L’élection éventuelle de Mir Hossein Moussavi pouvait souffler un nouveau et puissant mouvement de réformes démocratiques en Iran. Cette troisième tentative des réformateurs pour créer l’Etat de droit en Iran a été écrasé dans l’œuf, avant même sa naissance.
Il est indéniable que la société iranienne est enceinte de réformes démocratiques et les tentatives à répétitions de mouvement de réformes, émanant des caciques du régime, ne font que confirmer ce besoin pressant de changement qui souffle sur l’Iran et qui font vaciller les fondements dictatoriaux des ultraconservateurs.

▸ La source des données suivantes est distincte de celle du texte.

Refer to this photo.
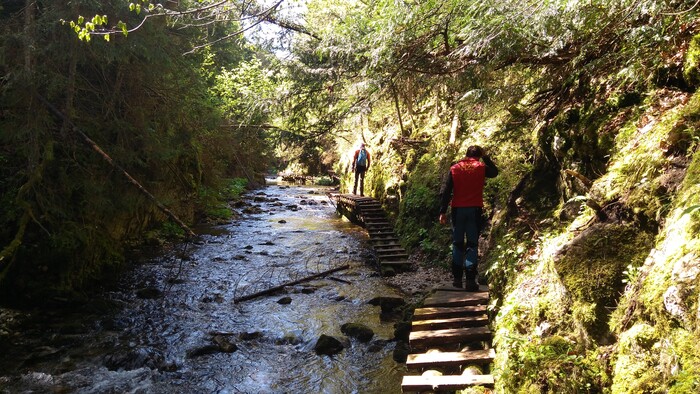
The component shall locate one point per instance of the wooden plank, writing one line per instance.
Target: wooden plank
(455, 298)
(388, 245)
(398, 262)
(379, 228)
(450, 322)
(444, 383)
(450, 359)
(481, 288)
(391, 249)
(378, 234)
(438, 313)
(421, 339)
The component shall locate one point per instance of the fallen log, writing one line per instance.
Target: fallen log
(295, 282)
(117, 167)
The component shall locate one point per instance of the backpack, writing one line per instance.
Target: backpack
(362, 158)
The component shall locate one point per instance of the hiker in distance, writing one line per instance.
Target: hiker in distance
(360, 163)
(464, 186)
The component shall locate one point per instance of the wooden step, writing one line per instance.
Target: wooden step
(481, 288)
(449, 322)
(392, 249)
(383, 240)
(392, 256)
(395, 262)
(450, 359)
(422, 339)
(456, 298)
(378, 227)
(445, 313)
(381, 231)
(444, 383)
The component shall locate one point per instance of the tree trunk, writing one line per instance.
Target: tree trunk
(280, 287)
(29, 10)
(454, 128)
(398, 109)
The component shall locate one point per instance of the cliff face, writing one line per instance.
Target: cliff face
(605, 298)
(593, 248)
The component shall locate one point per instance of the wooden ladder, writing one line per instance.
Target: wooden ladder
(450, 343)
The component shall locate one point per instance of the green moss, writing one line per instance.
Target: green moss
(592, 268)
(691, 70)
(635, 368)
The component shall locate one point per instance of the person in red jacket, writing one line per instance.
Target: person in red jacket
(360, 163)
(464, 186)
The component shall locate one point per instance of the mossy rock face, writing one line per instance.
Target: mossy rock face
(691, 68)
(593, 264)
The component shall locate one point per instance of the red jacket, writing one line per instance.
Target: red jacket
(465, 183)
(357, 153)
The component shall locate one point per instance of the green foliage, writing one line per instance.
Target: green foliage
(556, 365)
(691, 69)
(69, 215)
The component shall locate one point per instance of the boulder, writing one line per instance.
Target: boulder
(357, 330)
(328, 345)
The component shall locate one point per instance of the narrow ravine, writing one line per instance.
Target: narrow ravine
(172, 326)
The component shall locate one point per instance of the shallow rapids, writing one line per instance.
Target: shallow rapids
(162, 331)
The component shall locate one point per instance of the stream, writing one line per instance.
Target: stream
(170, 324)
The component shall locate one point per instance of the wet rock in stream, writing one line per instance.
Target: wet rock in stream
(142, 357)
(148, 293)
(357, 330)
(328, 345)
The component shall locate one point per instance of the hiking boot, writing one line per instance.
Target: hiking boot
(471, 286)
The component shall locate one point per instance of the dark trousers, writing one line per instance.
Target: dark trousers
(359, 174)
(466, 224)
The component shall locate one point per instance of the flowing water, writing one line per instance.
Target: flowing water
(173, 326)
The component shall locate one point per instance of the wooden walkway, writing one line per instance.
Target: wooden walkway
(450, 343)
(368, 213)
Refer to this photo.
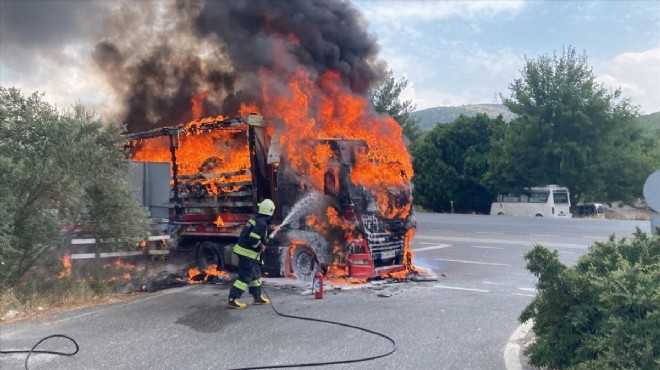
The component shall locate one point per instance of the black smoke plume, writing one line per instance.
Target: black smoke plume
(157, 58)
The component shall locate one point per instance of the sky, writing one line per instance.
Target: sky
(451, 52)
(469, 52)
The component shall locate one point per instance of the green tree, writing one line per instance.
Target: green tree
(58, 170)
(450, 163)
(570, 131)
(386, 98)
(602, 313)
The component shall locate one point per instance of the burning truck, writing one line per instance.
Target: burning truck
(343, 206)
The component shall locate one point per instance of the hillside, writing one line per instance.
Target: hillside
(429, 117)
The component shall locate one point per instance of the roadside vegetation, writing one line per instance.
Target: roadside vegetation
(569, 130)
(601, 313)
(60, 171)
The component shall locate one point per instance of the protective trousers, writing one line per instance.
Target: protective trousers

L’installation d’un pouvoir démocratique en Iran, puissance militaire, économique et morale au Moyen-Orient, ne sera pas sans conséquences sur les pays arabo-musulmans, qui souffrent tant de régimes dictatoriaux. Le coup d’Etat de Téhéran devrait donc consolider la position des Etats-Unis parmi ses pays «amis» dans la région.
La ou les prochaines tentatives de changement démocratique en Iran finiront un jour par aboutir. C’est le sens de l’Histoire. Le mouvement démocratique en Iran n’a pas dit son dernier mot. Les Iraniens ont montré qu’ils sont assez patients.